To, że ostatnimi czasy idzie im niezle, a na dodatek czują krew po naszych słabych ostatnich meczach powinno ich zgubić, bo spróbują zaatakować. Na pewno nie mają takich indywidualności jak Hull, a jeśli zdecydują się na wymianę ciosów to czuję, że sobie w miarę spokojnie poradzimy.

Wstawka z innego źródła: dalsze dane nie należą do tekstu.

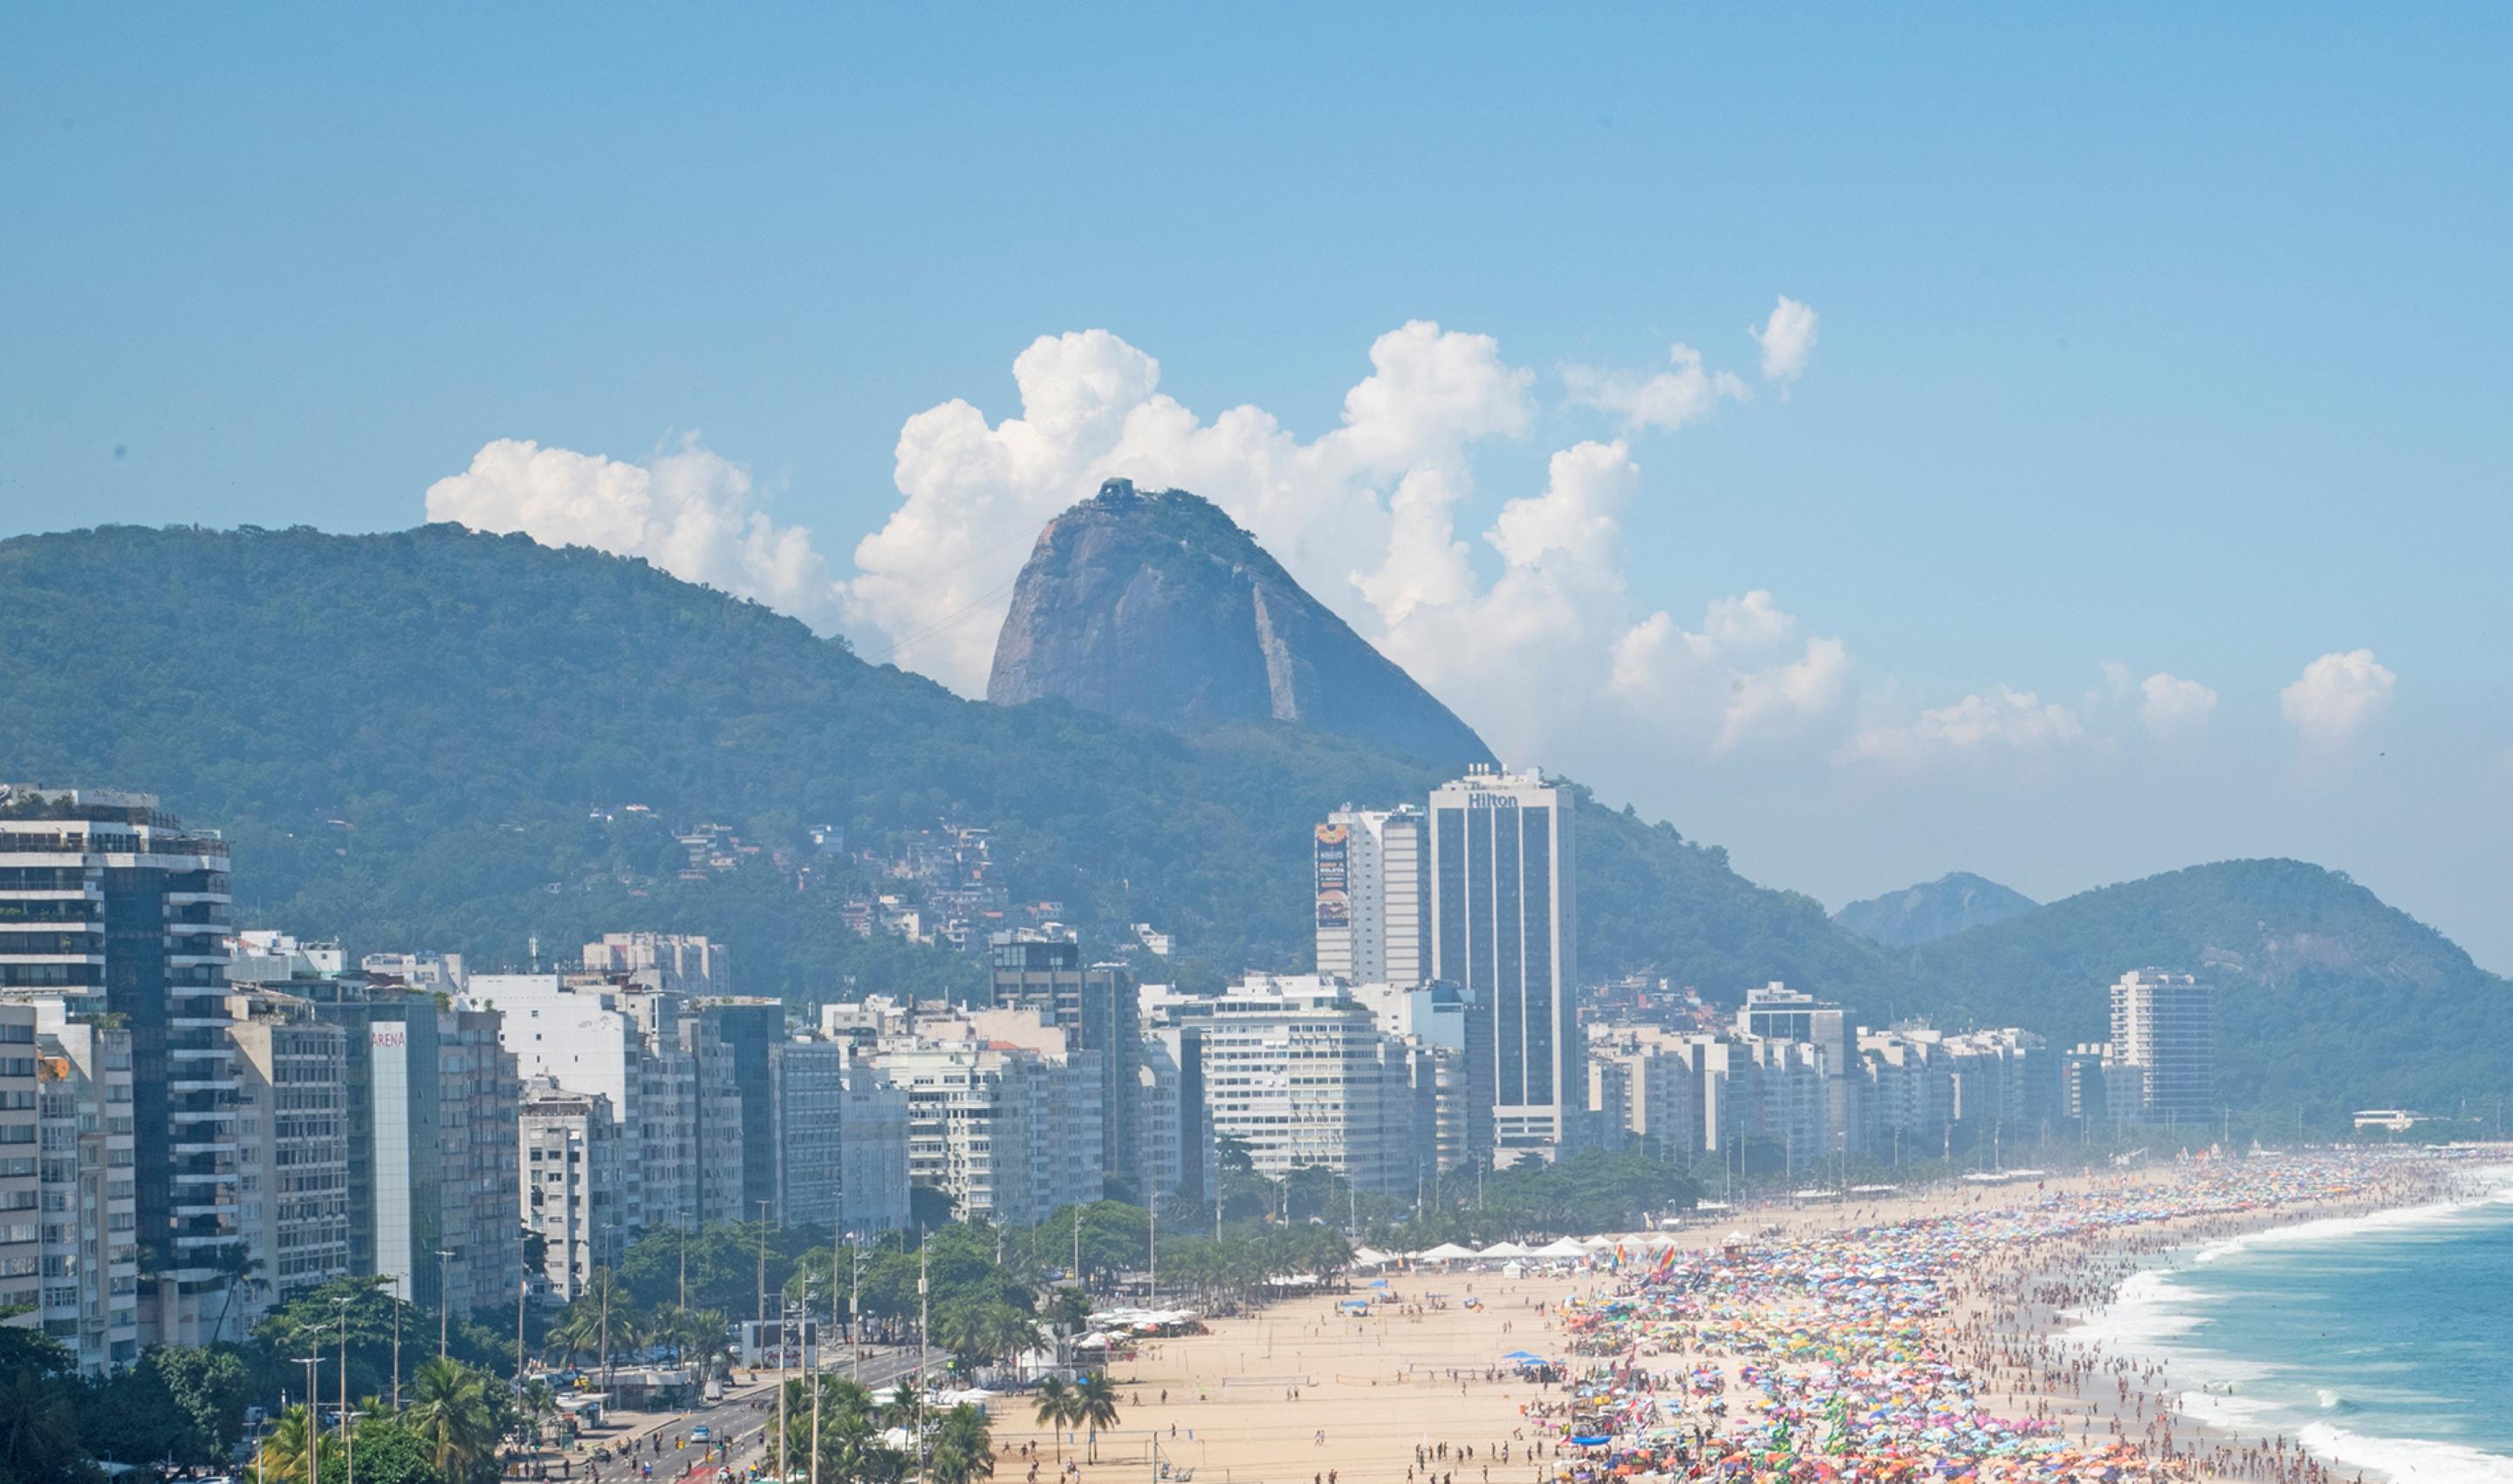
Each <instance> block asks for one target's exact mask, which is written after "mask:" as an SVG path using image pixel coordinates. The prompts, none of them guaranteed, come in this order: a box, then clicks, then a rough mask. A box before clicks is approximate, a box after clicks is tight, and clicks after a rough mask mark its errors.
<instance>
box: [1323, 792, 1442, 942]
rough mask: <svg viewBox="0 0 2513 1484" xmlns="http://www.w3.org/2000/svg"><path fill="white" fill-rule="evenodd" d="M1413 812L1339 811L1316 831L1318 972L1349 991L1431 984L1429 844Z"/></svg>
mask: <svg viewBox="0 0 2513 1484" xmlns="http://www.w3.org/2000/svg"><path fill="white" fill-rule="evenodd" d="M1425 824H1427V821H1425V816H1422V811H1420V809H1415V806H1410V804H1407V806H1400V809H1352V806H1349V804H1347V806H1344V809H1337V811H1334V814H1329V816H1327V824H1322V826H1317V839H1314V846H1312V869H1314V876H1317V972H1319V974H1334V977H1337V979H1344V982H1347V984H1420V982H1422V979H1430V906H1427V901H1425V899H1427V896H1430V841H1427V839H1425Z"/></svg>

Co do samego ustawienia, to wolałbym żeby u boku Merte zagrał Calumn, a na prawej Bellerin. Ale wiadomo jak będzie.
Ziomeczki własnie kupuje bilet na Arsneal-MU gdzie jest sektor najwiekszych spiewaków? North Bank, Clock End?
Pewnie tak, przyda mu się gra po ostatnim słabszym spotkaniu.
Dzis zdobyc trzy punkty.
Myślicie, że zagra dziś OX?
Anderlecht>>>Hull
choć każdy mecz jest inny to wydaje mi się, że będzie dosyć ciężko, ale coś tam wywiozą
@Thide
dokładnie. Czeka nas bardzo ciężki mecz (biorąc pod uwagę naszą dyspozycję i kadrę).
IMO będzie o wiele trudniej niż z turkami.
Anderlecht takim cieniasem nie jest.
Proto, Mitrović, Mbemba, Tielemans, Defour, Praet, Acheampong, Suarez. taki bardziej czarny koń tej grupy.